Kellogg (NYSE:K) is among the world's leading cereal and convenience foods companies. The company's performance was challenged in recent years because of weak consumer spending and input cost inflation. However, the company is likely to expand its margins and earnings in the future due to an expected improvement in consumer spending, decreasing grain (inputs) prices, and increased productivity.

Dropping grain prices
Kellogg will perform better in the future because a drop in grain prices will likely result in gross margin improvement. Corn, wheat, and soybean oil prices recently trended downward. Since the beginning of May last month, prices for corn, wheat, and soybean oil dropped by 11%, 13%, and 11.5%, respectively.

The company expects  low single-digit inflation in 2014. Management believes the company will realize the benefit of the drop in grain prices in the ongoing second quarter, and expects it to result in gross margin expansion of 40-50 basis points in 2014.

Kellogg's margins should improve as key input prices fall, and because of this it can direct its input cost savings toward strengthening its product portfolio and increasing its advertisement and promotional spending. Kellogg could also opt to reduce prices across its product portfolio, which would augur well for its sales volume and market share in upcoming quarters. 

Kellogg's peers, including Post Holdings (NYSE:POST) and General Mills (NYSE:GIS), are also likely to benefit from a drop in input prices.
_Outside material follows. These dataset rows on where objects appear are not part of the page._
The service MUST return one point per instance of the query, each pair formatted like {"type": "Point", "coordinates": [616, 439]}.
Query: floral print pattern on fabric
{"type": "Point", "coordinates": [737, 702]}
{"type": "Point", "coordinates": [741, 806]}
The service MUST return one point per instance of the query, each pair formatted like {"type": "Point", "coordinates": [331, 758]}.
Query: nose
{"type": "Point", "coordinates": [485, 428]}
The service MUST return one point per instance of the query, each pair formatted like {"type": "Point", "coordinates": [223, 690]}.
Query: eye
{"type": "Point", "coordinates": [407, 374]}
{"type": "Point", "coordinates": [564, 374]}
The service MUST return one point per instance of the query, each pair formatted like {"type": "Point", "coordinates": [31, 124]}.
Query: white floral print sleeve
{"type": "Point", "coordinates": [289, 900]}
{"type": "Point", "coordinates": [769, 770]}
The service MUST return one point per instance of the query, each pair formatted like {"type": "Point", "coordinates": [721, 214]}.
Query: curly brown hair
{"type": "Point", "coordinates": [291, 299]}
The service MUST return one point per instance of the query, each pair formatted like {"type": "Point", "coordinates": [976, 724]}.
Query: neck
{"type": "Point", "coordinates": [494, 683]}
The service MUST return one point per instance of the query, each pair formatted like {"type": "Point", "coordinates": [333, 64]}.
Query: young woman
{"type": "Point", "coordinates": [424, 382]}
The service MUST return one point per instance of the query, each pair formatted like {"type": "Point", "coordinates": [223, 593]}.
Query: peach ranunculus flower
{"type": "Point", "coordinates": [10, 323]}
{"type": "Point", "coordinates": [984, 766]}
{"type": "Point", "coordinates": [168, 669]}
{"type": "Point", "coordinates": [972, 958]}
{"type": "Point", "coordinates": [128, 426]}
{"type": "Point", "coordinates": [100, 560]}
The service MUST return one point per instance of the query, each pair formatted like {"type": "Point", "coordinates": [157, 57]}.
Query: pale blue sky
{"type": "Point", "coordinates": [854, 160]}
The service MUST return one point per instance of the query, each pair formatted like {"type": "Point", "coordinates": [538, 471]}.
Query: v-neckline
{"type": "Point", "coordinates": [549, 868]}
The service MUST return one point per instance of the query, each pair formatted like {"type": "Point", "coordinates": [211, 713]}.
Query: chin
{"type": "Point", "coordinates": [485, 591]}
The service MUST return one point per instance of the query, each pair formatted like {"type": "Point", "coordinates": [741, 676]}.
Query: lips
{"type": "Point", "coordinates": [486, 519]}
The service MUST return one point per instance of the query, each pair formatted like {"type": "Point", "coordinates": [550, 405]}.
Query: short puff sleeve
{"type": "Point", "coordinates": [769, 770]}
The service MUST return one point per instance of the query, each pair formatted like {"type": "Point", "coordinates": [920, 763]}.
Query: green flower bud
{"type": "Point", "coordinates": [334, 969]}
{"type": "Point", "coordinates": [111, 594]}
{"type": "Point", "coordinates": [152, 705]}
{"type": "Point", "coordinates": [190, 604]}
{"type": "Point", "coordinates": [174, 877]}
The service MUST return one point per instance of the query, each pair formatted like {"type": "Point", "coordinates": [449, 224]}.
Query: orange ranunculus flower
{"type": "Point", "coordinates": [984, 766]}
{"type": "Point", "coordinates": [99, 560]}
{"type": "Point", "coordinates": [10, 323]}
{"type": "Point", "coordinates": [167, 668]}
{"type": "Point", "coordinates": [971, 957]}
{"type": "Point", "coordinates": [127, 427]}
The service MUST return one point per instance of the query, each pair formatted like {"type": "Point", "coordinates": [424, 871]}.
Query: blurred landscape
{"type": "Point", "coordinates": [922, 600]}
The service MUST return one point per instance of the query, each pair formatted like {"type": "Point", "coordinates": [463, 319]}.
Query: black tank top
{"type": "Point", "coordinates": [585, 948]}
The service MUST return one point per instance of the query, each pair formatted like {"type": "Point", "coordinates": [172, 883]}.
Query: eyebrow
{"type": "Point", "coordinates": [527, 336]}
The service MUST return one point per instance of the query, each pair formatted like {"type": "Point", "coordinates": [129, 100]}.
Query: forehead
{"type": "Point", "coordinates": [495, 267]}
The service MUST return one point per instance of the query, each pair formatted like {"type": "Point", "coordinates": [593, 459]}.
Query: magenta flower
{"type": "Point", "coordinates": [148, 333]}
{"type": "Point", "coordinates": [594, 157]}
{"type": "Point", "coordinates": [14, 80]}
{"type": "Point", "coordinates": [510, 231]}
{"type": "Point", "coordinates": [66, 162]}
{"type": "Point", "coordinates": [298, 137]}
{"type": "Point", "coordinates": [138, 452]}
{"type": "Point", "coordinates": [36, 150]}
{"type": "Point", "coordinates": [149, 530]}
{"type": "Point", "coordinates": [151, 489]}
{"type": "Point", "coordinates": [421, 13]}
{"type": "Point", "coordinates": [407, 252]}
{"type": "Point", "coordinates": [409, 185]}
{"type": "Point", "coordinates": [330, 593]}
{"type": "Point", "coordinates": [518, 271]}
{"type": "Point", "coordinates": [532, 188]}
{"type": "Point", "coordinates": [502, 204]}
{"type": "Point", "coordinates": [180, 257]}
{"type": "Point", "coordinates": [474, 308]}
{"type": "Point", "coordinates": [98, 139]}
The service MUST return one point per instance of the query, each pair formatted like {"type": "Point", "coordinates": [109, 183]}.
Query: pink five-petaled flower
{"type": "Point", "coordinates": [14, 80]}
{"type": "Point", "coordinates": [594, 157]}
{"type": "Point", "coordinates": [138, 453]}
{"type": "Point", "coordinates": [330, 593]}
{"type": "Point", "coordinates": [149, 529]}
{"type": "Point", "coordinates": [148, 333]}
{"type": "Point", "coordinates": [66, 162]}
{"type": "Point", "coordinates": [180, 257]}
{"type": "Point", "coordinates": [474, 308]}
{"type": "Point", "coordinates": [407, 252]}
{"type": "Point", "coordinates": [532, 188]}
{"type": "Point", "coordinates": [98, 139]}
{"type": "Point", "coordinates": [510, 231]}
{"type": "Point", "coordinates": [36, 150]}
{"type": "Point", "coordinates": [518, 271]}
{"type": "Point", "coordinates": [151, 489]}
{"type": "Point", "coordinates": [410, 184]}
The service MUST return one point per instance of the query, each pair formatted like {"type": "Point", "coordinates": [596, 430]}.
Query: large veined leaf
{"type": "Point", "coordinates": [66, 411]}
Post Holdings expects modest net deflation in commodities in the back half of 2014, which is likely to result in gross margin improvement in the second half of 2014. In the recent first calendar quarter, the company observed a 2% decrease in cost of goods sold per pound, which will accelerate further in upcoming quarters due to the input price drop.

General Mills anticipates strong margin expansion in upcoming quarters, as it expects low inflation in the fiscal fourth quarter of 2014. General Mills expects full-year inflation of 3%. Aside from lower input prices, a lower share count and a lower tax rate will drive earnings growth. General Mills has repurchased 29 million shares for a total of $1.4 billion in fiscal 2014 YTD.

The future sales volumes of Kellogg, General Mills, and Post Holdings will also benefit from expected improvements in the U.S. GDP growth rate and consumer spending. The Fed expects U.S. GDP to grow by 2.8%-3% in 2014, in contrast to 1.9% in 2013.

Other earnings growth drivers
Aside from the drop in grain prices, Kellogg's productivity enhancement initiatives remain an important driver of its earnings growth. The company has been working on 'Project K', a $1.4 billion restructuring program, to improve productivity. It anticipates that Project K will result in annualized cost savings of $425-$475 million by 2018. The company is making progress on Project K and remains on track to achieve the target in 2014.

Under Project K, Kellogg generated savings of $15 million in 2013 and expects to generate incremental savings of $50-$60 million in 2014. In order to achieve the desired cost savings under Project K, the company has opted to reduce its workforce, close or reduce facilities in developed markets, and improve its supply chain and distribution in several emerging markets.

The cost savings that Kellogg expects to realize under the program will help expand margins and allow Kellogg to make brand-building investments for the long term. Kellogg is likely to start making these investments in the current second quarter and they will increase over time.

Moreover, the savings will allow the company to make investments consistent with the growth opportunities available throughout the world. Furthermore, management has guided that Kellogg is likely to repurchase 1.5%-2% of its current common shares outstanding, which will prove to be a tailwind for earnings-per-share growth; share repurchases are likely to have a positive impact of $0.08 per share on Kellogg's 2014 EPS.

Final take
Kellogg has struggled to deliver impressive returns for the past few years because of a weak consumer spending environment and input cost inflation. However, the future for Kellogg looks bright because of the drop in grain prices, expected improvements in the U.S. GDP growth rate, and the solid execution of Project K. The company will not only be able to expand its margins and earnings because of cost savings, it will also be able to make brand-building investments that will positively impact its performance in the long term.